Based on CMS inspection data, COLONIAL GARDENS NURSING HOME has documented safety concerns. Inspectors have issued 2 Immediate Jeopardy citations (the most serious violation level indicating risk of serious injury or death). The facility has a 1-star overall rating and ranks #100 of 100 nursing homes in California. Families considering this facility should ask detailed questions about what corrective actions have been taken since these incidents.

Do Nurses at Colonial Gardens Stick Around?

Staff at COLONIAL GARDENS NURSING HOME tend to stick around. With a turnover rate of 29%, the facility is 17 percentage points below the California average of 46%. Low turnover is a positive sign. It means caregivers have time to learn each resident's needs, medications, and personal preferences. Consistent staff also notice subtle changes in a resident's condition more quickly.
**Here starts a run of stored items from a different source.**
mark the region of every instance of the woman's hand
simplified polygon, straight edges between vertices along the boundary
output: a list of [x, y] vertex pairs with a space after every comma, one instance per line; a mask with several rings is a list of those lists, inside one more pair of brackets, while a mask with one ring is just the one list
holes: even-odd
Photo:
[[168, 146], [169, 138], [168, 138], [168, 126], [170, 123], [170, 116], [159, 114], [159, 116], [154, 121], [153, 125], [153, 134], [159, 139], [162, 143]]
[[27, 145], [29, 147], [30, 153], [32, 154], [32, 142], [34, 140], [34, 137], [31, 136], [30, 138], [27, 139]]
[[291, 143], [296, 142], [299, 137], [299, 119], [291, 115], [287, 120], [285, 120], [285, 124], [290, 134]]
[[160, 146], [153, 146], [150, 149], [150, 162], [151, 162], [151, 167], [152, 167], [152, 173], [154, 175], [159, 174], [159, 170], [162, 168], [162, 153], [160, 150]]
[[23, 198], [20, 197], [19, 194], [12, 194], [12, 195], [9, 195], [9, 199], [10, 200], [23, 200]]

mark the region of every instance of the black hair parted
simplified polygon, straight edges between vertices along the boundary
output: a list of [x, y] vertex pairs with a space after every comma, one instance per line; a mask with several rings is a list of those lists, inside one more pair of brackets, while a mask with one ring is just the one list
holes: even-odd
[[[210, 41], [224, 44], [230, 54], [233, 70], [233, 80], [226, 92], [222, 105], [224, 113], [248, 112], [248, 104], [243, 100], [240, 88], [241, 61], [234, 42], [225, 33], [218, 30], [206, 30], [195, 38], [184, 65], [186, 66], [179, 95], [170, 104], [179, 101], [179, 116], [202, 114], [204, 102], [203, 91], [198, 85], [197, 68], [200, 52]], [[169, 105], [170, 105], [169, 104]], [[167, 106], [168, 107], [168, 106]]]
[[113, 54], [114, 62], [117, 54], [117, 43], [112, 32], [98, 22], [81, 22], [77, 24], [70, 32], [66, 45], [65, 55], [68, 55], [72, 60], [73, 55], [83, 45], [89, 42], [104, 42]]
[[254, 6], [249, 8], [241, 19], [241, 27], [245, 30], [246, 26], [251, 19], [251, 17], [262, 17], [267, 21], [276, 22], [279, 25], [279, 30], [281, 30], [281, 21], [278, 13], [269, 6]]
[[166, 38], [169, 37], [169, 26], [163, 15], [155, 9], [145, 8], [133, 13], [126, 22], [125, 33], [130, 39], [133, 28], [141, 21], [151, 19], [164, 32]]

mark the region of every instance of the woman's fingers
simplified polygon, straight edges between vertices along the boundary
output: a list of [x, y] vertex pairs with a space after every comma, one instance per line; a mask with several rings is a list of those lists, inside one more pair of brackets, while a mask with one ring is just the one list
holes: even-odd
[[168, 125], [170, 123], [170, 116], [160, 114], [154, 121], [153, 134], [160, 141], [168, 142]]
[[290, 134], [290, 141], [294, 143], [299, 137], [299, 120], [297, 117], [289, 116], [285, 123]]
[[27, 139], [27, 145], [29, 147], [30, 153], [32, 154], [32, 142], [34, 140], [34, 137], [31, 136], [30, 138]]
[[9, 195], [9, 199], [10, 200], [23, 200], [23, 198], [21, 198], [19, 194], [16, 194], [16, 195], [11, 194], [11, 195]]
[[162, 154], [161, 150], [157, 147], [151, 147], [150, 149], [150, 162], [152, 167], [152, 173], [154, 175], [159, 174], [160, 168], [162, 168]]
Was Colonial Gardens Ever Fined?

COLONIAL GARDENS NURSING HOME has been fined $83,477 across 5 penalty actions. This is above the California average of $33,914. Fines in this range indicate compliance issues significant enough for CMS to impose meaningful financial consequences. Common causes include delayed correction of deficiencies, repeat violations, or care failures affecting resident safety. Families should ask facility leadership what changes have been made since these penalties.

Is Colonial Gardens on Any Federal Watch List?

COLONIAL GARDENS NURSING HOME is not on any federal watch list. The most significant is the Special Focus Facility (SFF) program, which identifies the bottom 1% of nursing homes nationally based on persistent, serious quality problems. Not being on this list means the facility has avoided the pattern of deficiencies that triggers enhanced federal oversight. This is a positive indicator, though families should still review the facility's inspection history directly.